The Burnet Institute in Melbourne is the latest scientific organisation to sign up to biotech Moderna’s global mRNA Access program, under which Australian vaccine research teams provide their already developed vaccine antigens to Moderna, which returns them as mRNA vaccine candidates that can then be tested in preclinical trials.

The Doherty Institute and the University of Queensland have also joined the program, which aims to tackle current and emerging pathogens that threaten global health, including infectious diseases that for years have been neglected in research funding.

Australia is set to have an operational mRNA vaccine manufacturing plant in Melbourne from 2024 after the federal government last year entered a partnership with Moderna that is slated to secure production of up to 100 million Australian-made mRNA doses for Covid-19 and other infectious diseases, including influenza, with potential for a wide expansion of vaccine applications in the future.

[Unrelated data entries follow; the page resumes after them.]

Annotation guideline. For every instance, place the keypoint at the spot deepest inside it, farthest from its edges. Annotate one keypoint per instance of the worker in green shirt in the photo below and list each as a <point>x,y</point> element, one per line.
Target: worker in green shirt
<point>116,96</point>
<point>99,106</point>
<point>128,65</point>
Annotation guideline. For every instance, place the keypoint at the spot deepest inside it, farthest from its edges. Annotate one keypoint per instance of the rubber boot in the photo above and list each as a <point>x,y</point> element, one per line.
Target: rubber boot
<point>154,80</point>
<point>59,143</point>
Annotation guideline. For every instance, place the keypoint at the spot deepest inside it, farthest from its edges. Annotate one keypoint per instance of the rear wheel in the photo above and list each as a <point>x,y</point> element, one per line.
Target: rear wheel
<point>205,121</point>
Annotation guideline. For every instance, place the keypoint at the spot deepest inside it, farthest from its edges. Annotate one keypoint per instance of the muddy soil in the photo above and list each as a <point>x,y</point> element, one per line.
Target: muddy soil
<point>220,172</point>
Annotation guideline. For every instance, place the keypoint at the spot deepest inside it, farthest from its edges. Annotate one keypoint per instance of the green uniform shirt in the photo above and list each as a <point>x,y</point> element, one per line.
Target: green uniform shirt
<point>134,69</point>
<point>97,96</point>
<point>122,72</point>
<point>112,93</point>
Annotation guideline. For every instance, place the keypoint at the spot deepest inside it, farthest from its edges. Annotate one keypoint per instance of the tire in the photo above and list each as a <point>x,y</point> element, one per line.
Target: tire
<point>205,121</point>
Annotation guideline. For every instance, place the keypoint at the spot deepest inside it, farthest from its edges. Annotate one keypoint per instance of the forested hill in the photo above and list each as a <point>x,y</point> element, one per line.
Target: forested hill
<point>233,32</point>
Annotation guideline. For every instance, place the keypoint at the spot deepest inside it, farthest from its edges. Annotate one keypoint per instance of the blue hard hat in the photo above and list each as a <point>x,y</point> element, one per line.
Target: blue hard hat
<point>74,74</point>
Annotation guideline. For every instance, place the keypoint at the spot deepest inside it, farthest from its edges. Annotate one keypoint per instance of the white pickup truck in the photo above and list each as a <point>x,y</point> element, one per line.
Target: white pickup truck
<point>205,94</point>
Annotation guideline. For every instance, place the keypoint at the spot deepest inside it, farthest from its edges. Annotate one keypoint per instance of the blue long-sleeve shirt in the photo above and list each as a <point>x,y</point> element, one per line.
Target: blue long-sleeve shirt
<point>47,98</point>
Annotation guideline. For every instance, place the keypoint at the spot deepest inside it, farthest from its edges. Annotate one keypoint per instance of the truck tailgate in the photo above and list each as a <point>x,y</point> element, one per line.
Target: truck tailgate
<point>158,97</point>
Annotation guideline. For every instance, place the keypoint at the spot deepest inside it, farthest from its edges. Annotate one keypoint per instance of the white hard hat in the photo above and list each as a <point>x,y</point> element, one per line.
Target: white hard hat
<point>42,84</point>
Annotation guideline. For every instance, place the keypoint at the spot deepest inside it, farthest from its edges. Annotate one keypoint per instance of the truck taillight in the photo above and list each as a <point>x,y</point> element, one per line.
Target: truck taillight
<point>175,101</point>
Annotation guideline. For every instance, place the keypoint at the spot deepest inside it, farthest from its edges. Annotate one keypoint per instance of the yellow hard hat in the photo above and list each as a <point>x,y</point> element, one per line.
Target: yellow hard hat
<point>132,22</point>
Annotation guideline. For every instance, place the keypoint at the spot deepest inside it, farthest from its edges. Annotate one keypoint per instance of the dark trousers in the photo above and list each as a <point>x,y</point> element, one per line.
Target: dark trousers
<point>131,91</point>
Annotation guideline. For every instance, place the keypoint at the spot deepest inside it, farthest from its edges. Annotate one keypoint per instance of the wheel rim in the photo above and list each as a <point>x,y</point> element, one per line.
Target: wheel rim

Monash University is working to advance new mRNA technologies to clinical trials and Adelaide biotech BioCina has received funding to conduct human clinical vaccine trials and act as a small-scale contract manufacturing plant. NSW is also planning a small-scale manufacturing plant.

Under the Burnet Institute’s partnership with Moderna, scientists from Burnet will work with the biotech to develop vaccines for malaria and hepatitis C as well as SARS-CoV-2 to pave the way for further preclinical trials and – if those are successful – human clinical trials.

Burnet scientists have been converting their already developed protein-based hepatitis C vaccine into genetic sequences that Moderna will then convert into mRNA vaccines and lipid nano­particles that can then be used in studies on animals.

More than 200,000 Australians are estimated to live with chronic hepatitis C. The World Health Organisation estimates that 58 million people have the disease worldwide, with 1.5 million new infections occurring every year. The disease is spread via infected blood.

Burnet Vaccine Initiative lead investigator Heidi Drummer said the process of advancing a vaccine into human clinical trials would be accelerated as a result of the Moderna partnership.

“The advantage the partnership gives us is that the vaccine we test from Moderna in our preclinical studies will be exactly the same as the vaccine we test in the clinical studies,” Professor Drummer said. “That cuts out a really big part of the pathway for vaccine development. Being able to use the same vaccines in the preclinical studies and clinical studies lets us accelerate the process.

“I would love to see a hepatitis C vaccine in humans within five years. And I think Covid-19 has shown us that it is possible to do that. And I think we’ve got more hope of doing that with an mRNA vaccine than we have with a protein vaccine.”

Meanwhile, scientists at RMIT university also plan to engage mRNA vaccines in their quest to create a universal vaccine to prevent cancer as well as a specific vaccine to treat ovarian cancer.

Immunologist Magdalena Plebanski from RMIT University is leading the cancer vaccine development push.